The "Wildfire Recovery Through Art and Public Memory" opened to the public on August 1, featuring art that captures the impact of the fires.

GATLINBURG, Tenn. — A collaborative art project opened in Gatlinburg on Monday in hopes of helping the continued recovery of the community nearly six years after wildfires devastated Sevier County.

The Anna Porter Public Library in Gatlinburg partnered with the University of Tennessee Libraries and the city of Gatlinburg to host an art exhibition that hopes to heal scars after the deadly November 2016 Chimney Tops 2 wildfires.

The exhibition "Wildfire Recovery Through Art and Public Memory" opened on August 1 at the Anna Porter Public Library. It features part of more than 40 drawings that show the impact of the fires and the response by the community in and around the Great Smoky Mountains. 

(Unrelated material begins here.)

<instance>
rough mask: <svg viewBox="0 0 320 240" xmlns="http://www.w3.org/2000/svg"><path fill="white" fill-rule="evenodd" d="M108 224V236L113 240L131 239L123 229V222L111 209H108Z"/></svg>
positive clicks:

"It's a very unique way of commemorating a tragic event, a once-in-a-century, maybe even more, event, and I think the various ways the libraries have approached this with the interviews and the art and all the different ways they are archiving this information so it's not lost... I think that's, I think it's an historic event," artist Danny Wilson said.

If you aren't able to see it in person, UT Libraries is also hosting the art exhibition online at this link.

"Drawing on those personal stories, illustrators and editorial cartoonists with deep ties to the mountains and the region—Paige Braddock (’85), Marshall Ramsey (’91), and Danny Wilson (’84)—created more than 40 drawings that capture both the heartbreaking destruction of the wildfires and the heroic and compassionate acts of community members. Former Knoxville News Sentinel editorial cartoonist Charlie Daniel contributed two illustrations he created and published at the time of the wildfires," UT said.

The project was conceived by the three organizations and funded by a grant from the National Endowment for the Arts.

UT said the artworks will also be available in a catalog of the exhibition that will be published later this fall.